Bayesian modelling approach for detecting RNA flexibility changes in high-throughput structure probing data

The code implementing diffBUM-HMM is based on the original BUM-HMM Bioconductor package hosted in this repository.

Background

RNA structure is known to be a key regulator of many important mechanisms, such as RNA stability, transcription, and mRNA translation. RNA structural regulatory elements are interrogated with chemical and enzymatic structure probing. In these experiments, a chemical adduct reacts with the RNA molecule in a structure-dependent way, cleaving or otherwise modifying its flexible parts. These modified positions can then be detected, providing valuable structural information that can be used for structure prediction. Specifically, chemical adducts halt the reverse transcriptase (RT) reaction, causing it to drop off at the modified positions and truncating the cDNA transcript (RT-stop methods). By changing the conditions for the reaction, one can alternatively force RT to misincorporate non-complementary nucleotides or introduce deletions into the cDNA transcript instead (RT-mutate methods). These drop-off or mutated positions can then be mapped back to the reference sequence. Regardless of the approach, one challenge lies in the stochasticity of this process as the RT can also drop off or introduce mutations randomly. To address this, a complementary control experiment, where no probing reagent is used, is routinely performed to monitor random RT drop-offs or mutations.

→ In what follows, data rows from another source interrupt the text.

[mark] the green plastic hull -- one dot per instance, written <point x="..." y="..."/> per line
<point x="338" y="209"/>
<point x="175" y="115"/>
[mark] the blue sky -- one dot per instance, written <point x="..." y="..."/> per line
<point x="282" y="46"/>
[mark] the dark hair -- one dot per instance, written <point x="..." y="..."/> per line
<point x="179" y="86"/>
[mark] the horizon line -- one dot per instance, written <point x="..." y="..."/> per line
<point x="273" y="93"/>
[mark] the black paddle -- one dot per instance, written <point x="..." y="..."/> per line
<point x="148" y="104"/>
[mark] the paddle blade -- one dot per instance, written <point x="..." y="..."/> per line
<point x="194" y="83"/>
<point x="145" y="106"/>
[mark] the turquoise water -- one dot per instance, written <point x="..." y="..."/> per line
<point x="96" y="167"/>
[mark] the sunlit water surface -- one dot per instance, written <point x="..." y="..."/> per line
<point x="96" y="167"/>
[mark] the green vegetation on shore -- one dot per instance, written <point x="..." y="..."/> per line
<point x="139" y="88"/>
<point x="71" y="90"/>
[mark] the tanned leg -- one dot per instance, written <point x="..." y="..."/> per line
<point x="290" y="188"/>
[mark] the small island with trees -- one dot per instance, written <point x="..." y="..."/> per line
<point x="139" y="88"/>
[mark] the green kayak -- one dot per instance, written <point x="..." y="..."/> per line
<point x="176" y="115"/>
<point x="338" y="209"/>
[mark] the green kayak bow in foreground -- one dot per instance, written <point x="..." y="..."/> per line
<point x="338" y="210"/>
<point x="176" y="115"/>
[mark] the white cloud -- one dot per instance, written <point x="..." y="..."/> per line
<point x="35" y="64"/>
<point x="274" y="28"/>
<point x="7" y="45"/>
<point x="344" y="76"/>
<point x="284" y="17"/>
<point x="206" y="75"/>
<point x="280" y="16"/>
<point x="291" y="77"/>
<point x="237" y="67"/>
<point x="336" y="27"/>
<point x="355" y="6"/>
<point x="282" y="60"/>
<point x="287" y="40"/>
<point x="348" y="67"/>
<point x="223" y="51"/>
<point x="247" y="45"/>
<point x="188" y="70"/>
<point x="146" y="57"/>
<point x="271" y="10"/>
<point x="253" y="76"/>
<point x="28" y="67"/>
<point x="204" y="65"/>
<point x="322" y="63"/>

Beta-uniform mixture hidden Markov model (BUM-HMM) is a statistical framework for modelling reactivity scores from an RNA structure probing experiment such as SHAPE or ChemModSeq (Selega2017). In short, BUM-HMM outputs posterior probabilities of modification for all nucleotides under a single condition, by comparing treated samples against control ones.

Once we have concluded whether a certain nucleotide is modified in a given condition X, where X can be a chemical reagent, temperature, or of a certain genotype, how can we compare that to the degree of modification of the same nucleotide under a different condition Y?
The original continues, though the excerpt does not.